5. Supreme Public Interest
India’s
lawmakers, busy abusing authority, have sanctified the colonial
rule by retaining most of its exploitative laws and procedural
manuals, many even of the nineteenth century. Most laws made
after independence, including the panchayati raj amendments too
are based on the colonial
idiom that the state is best, knows best and people, being
unreliable and untrustworthy, need to be ruled.
The lawmakers cannot be expected to do better
now in the era of coalition politics. The only way out is
to seek orders from the sovereign people through referendums. To
facilitate this, an institutional mechanism for directing
referendums is needed. To avoid wasteful expenditure, the
existing Law Commissions at the union and state levels can be
upgraded to independent Sovereign Rights Commissions with
authority to direct referendums except on issues fundamental to
democracy or the integrity of the nation.
According to
Justice MN Venkatachaliah, referendum is the supreme
sovereign right of the people, intrinsic to democracy, and
exists even if not specifically provided for in a constitution.
The issue is, can the people approach the superior courts
seeking a writ for upgrading the Law Commissions to independent
Sovereign Rights Commissions with authority to direct
referendums? The courts clearly have no jurisdiction and it is
only the prerogative of legislatures to do so. The people can
however approach the superior courts seeking a writ directing
a referendum on thus upgrading the Law Commissions. Since
referendum is an intrinsic sovereign right of the people, the
courts have jurisdiction to issue such a writ.
If the courts
hold that they have no jurisdiction to direct even one such
referendum, it would imply that the sovereign people have been
rendered impotent and must only suffer abuse. A
Constitution that makes the sovereign impotent is bad law.

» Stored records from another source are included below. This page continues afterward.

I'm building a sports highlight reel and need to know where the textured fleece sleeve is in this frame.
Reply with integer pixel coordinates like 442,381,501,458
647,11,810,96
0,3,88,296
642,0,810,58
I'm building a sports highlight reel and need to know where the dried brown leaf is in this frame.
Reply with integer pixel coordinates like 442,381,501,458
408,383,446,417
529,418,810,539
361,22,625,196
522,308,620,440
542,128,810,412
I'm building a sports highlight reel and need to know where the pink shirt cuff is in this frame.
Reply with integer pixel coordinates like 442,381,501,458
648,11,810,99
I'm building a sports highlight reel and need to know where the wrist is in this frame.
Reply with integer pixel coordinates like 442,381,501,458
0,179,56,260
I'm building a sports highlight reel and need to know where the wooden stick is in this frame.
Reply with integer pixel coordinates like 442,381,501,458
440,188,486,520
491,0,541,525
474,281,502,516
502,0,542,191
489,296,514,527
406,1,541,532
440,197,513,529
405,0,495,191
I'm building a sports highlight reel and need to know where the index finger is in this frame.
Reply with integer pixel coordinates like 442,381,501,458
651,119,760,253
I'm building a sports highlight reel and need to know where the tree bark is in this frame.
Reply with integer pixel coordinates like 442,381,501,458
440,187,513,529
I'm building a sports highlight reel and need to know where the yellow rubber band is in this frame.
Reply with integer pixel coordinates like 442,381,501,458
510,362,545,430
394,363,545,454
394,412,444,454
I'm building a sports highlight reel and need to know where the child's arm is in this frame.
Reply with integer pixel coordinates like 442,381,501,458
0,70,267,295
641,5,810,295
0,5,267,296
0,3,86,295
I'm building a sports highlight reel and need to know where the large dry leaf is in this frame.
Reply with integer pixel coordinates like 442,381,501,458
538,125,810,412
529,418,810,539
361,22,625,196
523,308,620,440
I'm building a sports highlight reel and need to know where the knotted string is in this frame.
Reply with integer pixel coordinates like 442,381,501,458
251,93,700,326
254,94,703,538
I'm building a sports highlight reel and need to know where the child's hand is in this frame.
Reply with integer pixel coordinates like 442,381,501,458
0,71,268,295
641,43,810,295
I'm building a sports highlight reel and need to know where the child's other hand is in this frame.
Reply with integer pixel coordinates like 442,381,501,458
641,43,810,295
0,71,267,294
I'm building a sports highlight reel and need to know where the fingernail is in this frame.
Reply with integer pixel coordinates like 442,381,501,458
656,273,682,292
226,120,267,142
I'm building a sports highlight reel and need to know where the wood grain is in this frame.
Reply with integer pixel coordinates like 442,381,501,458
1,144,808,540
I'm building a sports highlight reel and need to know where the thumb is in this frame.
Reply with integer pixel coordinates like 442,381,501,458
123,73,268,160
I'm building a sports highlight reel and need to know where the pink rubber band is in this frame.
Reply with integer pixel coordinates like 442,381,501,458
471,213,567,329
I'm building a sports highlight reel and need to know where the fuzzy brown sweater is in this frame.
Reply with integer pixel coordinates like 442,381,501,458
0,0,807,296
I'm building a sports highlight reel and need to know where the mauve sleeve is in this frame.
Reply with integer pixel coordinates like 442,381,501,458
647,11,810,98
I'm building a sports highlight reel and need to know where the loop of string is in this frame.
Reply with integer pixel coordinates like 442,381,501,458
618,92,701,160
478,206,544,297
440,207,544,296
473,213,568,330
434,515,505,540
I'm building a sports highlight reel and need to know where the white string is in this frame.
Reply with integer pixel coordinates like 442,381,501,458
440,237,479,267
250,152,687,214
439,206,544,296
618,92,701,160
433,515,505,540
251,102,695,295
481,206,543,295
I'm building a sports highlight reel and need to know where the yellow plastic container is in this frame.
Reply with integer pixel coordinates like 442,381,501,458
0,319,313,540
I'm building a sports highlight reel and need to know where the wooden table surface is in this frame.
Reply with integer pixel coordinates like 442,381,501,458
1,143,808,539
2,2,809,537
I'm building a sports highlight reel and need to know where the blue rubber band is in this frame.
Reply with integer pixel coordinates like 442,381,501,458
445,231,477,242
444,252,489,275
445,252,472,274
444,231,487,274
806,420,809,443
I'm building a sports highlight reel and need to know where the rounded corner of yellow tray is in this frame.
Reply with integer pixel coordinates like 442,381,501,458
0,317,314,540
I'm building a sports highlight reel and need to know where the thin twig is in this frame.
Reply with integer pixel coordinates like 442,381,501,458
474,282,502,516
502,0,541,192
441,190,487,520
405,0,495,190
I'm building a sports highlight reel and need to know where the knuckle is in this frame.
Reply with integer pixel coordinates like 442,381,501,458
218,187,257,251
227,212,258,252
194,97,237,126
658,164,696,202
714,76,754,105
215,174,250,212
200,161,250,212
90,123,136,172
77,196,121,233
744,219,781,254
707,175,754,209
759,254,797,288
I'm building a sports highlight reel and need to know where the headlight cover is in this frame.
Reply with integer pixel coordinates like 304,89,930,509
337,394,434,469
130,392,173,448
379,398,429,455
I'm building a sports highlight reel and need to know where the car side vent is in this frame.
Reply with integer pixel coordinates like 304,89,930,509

It is accepted law that for every wrong there should be a
remedy. The only remedy is a referendum, an intrinsic right of
the sovereign people, on instituting such commissions. The
courts have jurisdiction to issue such a writ, and must do so in
the interest of justice.
The world is
today confronted by widespread degradation in poor nations and
unsustainable consumption by rich nations. A global society in
which local communities control resources and decision-making,
as advocated by Gandhi, alone can save the earth. Gandhi is
truly the apostle of the third millennium.